Mukomuko (ANTARA) - Dinas Pengendalian Penduduk, Keluarga Berencana, Pemberdayaan Perempuan, dan Perlindungan Anak Kabupaten Mukomuko mengajak masyarakat untuk aktif melapor jika mengetahui atau menyaksikan kasus kekerasan terhadap anak dan perempuan. Inisiatif ini diungkapkan oleh Vivi Novriani, Kepala Bidang Pemberdayaan Perempuan dan Perlindungan Anak di Mukomuko, menyusul sebuah insiden kekerasan yang tidak dilaporkan oleh orang tua korban.
Keprihatinan Vivi Novriani muncul setelah adanya laporan informal tentang kasus kekerasan terhadap anak di wilayahnya.

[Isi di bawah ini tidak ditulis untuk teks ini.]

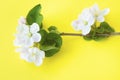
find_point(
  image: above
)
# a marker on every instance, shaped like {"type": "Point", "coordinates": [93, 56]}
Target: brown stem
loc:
{"type": "Point", "coordinates": [77, 34]}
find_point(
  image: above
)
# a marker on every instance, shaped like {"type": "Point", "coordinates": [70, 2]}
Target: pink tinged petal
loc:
{"type": "Point", "coordinates": [86, 30]}
{"type": "Point", "coordinates": [36, 37]}
{"type": "Point", "coordinates": [34, 28]}
{"type": "Point", "coordinates": [22, 20]}
{"type": "Point", "coordinates": [105, 12]}
{"type": "Point", "coordinates": [100, 19]}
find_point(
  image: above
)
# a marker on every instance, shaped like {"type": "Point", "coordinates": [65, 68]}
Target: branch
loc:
{"type": "Point", "coordinates": [77, 34]}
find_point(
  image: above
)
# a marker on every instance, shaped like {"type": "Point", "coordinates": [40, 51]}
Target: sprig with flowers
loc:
{"type": "Point", "coordinates": [34, 43]}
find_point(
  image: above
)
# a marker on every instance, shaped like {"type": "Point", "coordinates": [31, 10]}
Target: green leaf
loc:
{"type": "Point", "coordinates": [52, 28]}
{"type": "Point", "coordinates": [44, 35]}
{"type": "Point", "coordinates": [89, 36]}
{"type": "Point", "coordinates": [51, 52]}
{"type": "Point", "coordinates": [52, 44]}
{"type": "Point", "coordinates": [107, 28]}
{"type": "Point", "coordinates": [104, 28]}
{"type": "Point", "coordinates": [34, 16]}
{"type": "Point", "coordinates": [48, 47]}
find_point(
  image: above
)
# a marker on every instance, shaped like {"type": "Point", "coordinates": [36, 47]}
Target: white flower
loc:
{"type": "Point", "coordinates": [99, 14]}
{"type": "Point", "coordinates": [26, 36]}
{"type": "Point", "coordinates": [84, 23]}
{"type": "Point", "coordinates": [22, 20]}
{"type": "Point", "coordinates": [33, 55]}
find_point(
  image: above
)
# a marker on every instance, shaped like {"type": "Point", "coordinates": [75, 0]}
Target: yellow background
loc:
{"type": "Point", "coordinates": [77, 60]}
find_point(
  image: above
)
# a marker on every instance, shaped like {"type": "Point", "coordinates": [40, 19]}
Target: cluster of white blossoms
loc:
{"type": "Point", "coordinates": [27, 37]}
{"type": "Point", "coordinates": [88, 18]}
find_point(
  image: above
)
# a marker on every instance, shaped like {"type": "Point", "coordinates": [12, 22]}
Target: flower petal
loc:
{"type": "Point", "coordinates": [23, 29]}
{"type": "Point", "coordinates": [22, 20]}
{"type": "Point", "coordinates": [76, 25]}
{"type": "Point", "coordinates": [34, 28]}
{"type": "Point", "coordinates": [105, 12]}
{"type": "Point", "coordinates": [94, 9]}
{"type": "Point", "coordinates": [100, 19]}
{"type": "Point", "coordinates": [36, 37]}
{"type": "Point", "coordinates": [38, 61]}
{"type": "Point", "coordinates": [86, 30]}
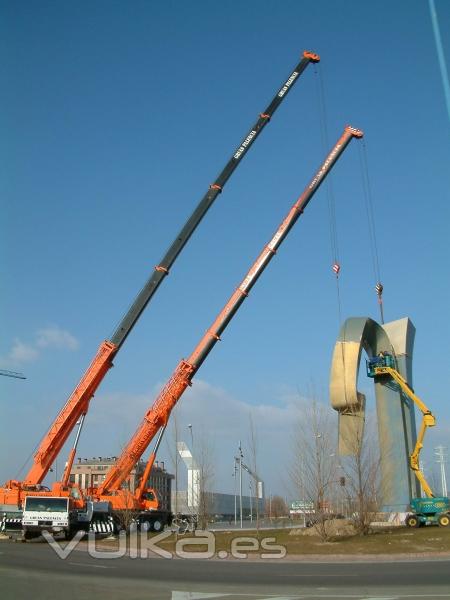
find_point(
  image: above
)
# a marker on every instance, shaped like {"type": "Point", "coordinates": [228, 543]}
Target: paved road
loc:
{"type": "Point", "coordinates": [35, 571]}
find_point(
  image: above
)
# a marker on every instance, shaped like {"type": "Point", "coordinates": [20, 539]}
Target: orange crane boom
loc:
{"type": "Point", "coordinates": [158, 415]}
{"type": "Point", "coordinates": [78, 403]}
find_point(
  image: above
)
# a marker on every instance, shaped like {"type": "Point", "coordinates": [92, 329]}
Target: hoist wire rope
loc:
{"type": "Point", "coordinates": [370, 214]}
{"type": "Point", "coordinates": [320, 87]}
{"type": "Point", "coordinates": [368, 203]}
{"type": "Point", "coordinates": [328, 184]}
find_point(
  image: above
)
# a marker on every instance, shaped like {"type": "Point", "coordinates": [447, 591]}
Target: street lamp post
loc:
{"type": "Point", "coordinates": [241, 456]}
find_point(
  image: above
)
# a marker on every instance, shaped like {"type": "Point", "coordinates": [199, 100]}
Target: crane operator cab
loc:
{"type": "Point", "coordinates": [382, 360]}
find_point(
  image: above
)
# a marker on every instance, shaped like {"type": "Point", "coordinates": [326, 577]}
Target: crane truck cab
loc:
{"type": "Point", "coordinates": [55, 515]}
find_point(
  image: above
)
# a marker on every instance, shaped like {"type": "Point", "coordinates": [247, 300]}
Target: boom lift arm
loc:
{"type": "Point", "coordinates": [159, 413]}
{"type": "Point", "coordinates": [384, 365]}
{"type": "Point", "coordinates": [78, 402]}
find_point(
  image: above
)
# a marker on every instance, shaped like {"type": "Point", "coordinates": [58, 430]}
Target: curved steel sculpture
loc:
{"type": "Point", "coordinates": [395, 414]}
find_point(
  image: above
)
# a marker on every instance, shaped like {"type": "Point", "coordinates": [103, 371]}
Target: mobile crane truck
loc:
{"type": "Point", "coordinates": [431, 510]}
{"type": "Point", "coordinates": [13, 493]}
{"type": "Point", "coordinates": [156, 418]}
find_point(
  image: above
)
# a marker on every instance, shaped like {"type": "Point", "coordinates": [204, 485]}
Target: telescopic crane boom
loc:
{"type": "Point", "coordinates": [158, 415]}
{"type": "Point", "coordinates": [78, 402]}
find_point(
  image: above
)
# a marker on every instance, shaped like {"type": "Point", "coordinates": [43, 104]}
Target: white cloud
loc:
{"type": "Point", "coordinates": [54, 337]}
{"type": "Point", "coordinates": [22, 353]}
{"type": "Point", "coordinates": [26, 352]}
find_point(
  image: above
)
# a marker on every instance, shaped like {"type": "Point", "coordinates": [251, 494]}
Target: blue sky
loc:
{"type": "Point", "coordinates": [116, 116]}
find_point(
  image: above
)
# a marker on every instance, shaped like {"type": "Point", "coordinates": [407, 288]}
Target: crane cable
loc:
{"type": "Point", "coordinates": [368, 201]}
{"type": "Point", "coordinates": [334, 243]}
{"type": "Point", "coordinates": [329, 187]}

Menurutnya, keengganan untuk melapor sering kali disebabkan oleh rasa malu dan ketakutan akan dampak sosial serta perlakuan yang mungkin diterima dari pelaku setelah keluar dari penjara.
"Ini adalah stigma yang perlu kita perangi bersama. Kejadian kekerasan, khususnya seksual, sering kali dianggap sebagai aib oleh masyarakat, yang membuat banyak kasus tidak terungkap," ungkap Vivi, Minggu.
Pada tahun 2024, tercatat ada penurunan jumlah kasus kekerasan yang dilaporkan di Kabupaten Mukomuko, dengan 13 kasus yang melibatkan enam anak dan tujuh perempuan. Angka ini menunjukkan penurunan signifikan dari tahun 2023, yang mencatat 31 kasus. Meskipun ada penurunan, Vivi menekankan bahwa banyak kasus kekerasan terhadap anak dan perempuan dilakukan oleh orang-orang terdekat, yang seharusnya menjadi pelindung.
Dinas terkait mengajak masyarakat untuk tidak hanya menjadi saksi bisu tetapi juga berpartisipasi aktif dalam melindungi yang rentan dengan melaporkan segala bentuk kekerasan. "Kami memerlukan laporan dari masyarakat agar dapat melakukan tindakan dan perlindungan yang efektif," tambah Vivi.
Kasus-kasus yang dilaporkan akan ditangani dengan serius dan sensitif, dengan jaminan kerahasiaan dan pendampingan hukum untuk korban. Inisiatif ini diharapkan dapat membuka lebih banyak ruang bagi korban untuk mendapatkan keadilan dan pemulihan, serta mengurangi stigma sosial yang sering menjadi penghalang dalam penyelesaian kasus kekerasan di Kabupaten Mukomuko.